Es ist damals auch schon aufgefallen, dass man sich plötzlich sehr wenig um West-Berlin gekümmert hat. Das war sicherlich gleich nach dem Mauerfall auch erst einmal richtig....

...nein, das war falsch. Ich gehöre zu denen, die Berlin noch als ungeteilte Stadt erlebt haben. Ich bin 1958 nach Berlin gekommen, ich habe also drei Jahre die Stadt in ihrer Ganzheit erlebt. Ich bin in Ost-Berlin in die Oper gegangen, ich habe die Humboldt-Universität erlebt, wo ich mich mit Kommunisten auseinandergesetzt habe. Für mich war die Mauer eine Abriegelung und konnte gar nicht zur Staatsgrenze werden, wie es einige im Westen mit der Zeit gewollt haben. Vielmehr mussten die Teile wieder zusammengeführt werden, das war eben das Ziel der Einheit, das für mich galt.

Ich finde, dass der Bund seine Aufgabe gegenüber dem geteilten Berlin insgesamt großartig erfüllt hat, solange der Westteil Berlins die Bedeutung hatte, den Anspruch der Bundesrepublik Deutschland auf die Einheit des Landes aufrechtzuerhalten.

Diese Bedeutung war für viele aber leider nur eine Alibi-Funktion, wenn Sie so wollen. Man konnte ja ruhigen Gewissens sagen: wir sind für die Einheit, solange man wusste, das sie ja doch wegen der Weltlage nicht kommen konnte.

Aber Berlin war als Mahnung immer da und brauchte die Hilfe des Bundes, um zu überleben.
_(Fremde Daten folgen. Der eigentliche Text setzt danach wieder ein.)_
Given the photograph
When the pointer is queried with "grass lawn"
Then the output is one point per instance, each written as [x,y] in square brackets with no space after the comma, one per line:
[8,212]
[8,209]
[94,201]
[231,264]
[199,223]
Diese Hilfe wurde durch all die Jahre auch gewährt.

Dann kam die Einheit über Nacht. Alles wird aufblühen und insbesondere Berlin, so wurde gedacht. Da brauchen wir das Berlinhilfegesetz nicht mehr. Wir können es von einem auf den anderen Tag aufgeben. Dieses Denken und Handeln war ein großer Fehler. Die Einheit hat zwar in der Stadt zu Recht diese Euphorie erzeugt, aber das sofortige Aufgeben des Berlinhilfegesetzes war, gemessen an den wirtschaftlichen Realitäten, im Ergebnis grundfalsch und hat der Stadt die Einheitswerdung sehr erschwert. Man muss sich nur vergegenwärtigen, dass keine deutsche Gebietskörperschaft unter den Lasten der Teilung mehr gelitten hat als Berlin. Deshalb braucht Berlin auch eine längere Zeit, um damit fertig zu werden.

Ich finde persönlich, dass die Stadt jetzt auf einem guten Weg ist, wir werden sogar wieder Industrie bekommen, eine moderne Industrie, so hoffe ich.

Sie sind als Regierender Bürgermeister ja auch Objekt der Berichterstattung gewesen, wie waren Ihre Erfahrungen?

Ich war Objekt und ich habe mich manchmal unfair behandelt gefühlt. Aber ich war durchaus auch ein Handelnder. Ich war einer, der versucht hat, durch seine eigene Pressearbeit Einfluss zu nehmen, auf das, was geschrieben wurde.

Sind Sie eigentlich immer mit den Medien fair umgegangen?

Wahrscheinlich nicht. Je mehr man nämlich politisch und in den Medien unter Druck gerät, je mehr sucht man sich bei seiner Pressearbeit diejenigen Journalisten aus, von denen man glaubt, sie würden einen schon gut bewerten. Denen gibst Du dann vielleicht eher vertrauliche Informationen und die anderen lässt du aus. Auch der Pressesprecher hat da ein gutes Stück Arbeit zu leisten.

Hatten Sie als Regierender Bürgermeister das Gefühl: mit diesem Amt kann ich etwas verändern – oder hat es eher Sie verändert?

Also beide Prozesse sind gelaufen. Man konnte etwas verändern und das hat sehr viel Freude gemacht. Sie dürfen nicht vergessen, die Länderchefs nehmen ja auch an der Bundespolitik teil. Ich war vorher Bundessenator gewesen und konnte mich mit den anderen Kollegen immer gut abstimmen und hatte als Berliner da auch einen guten Stand.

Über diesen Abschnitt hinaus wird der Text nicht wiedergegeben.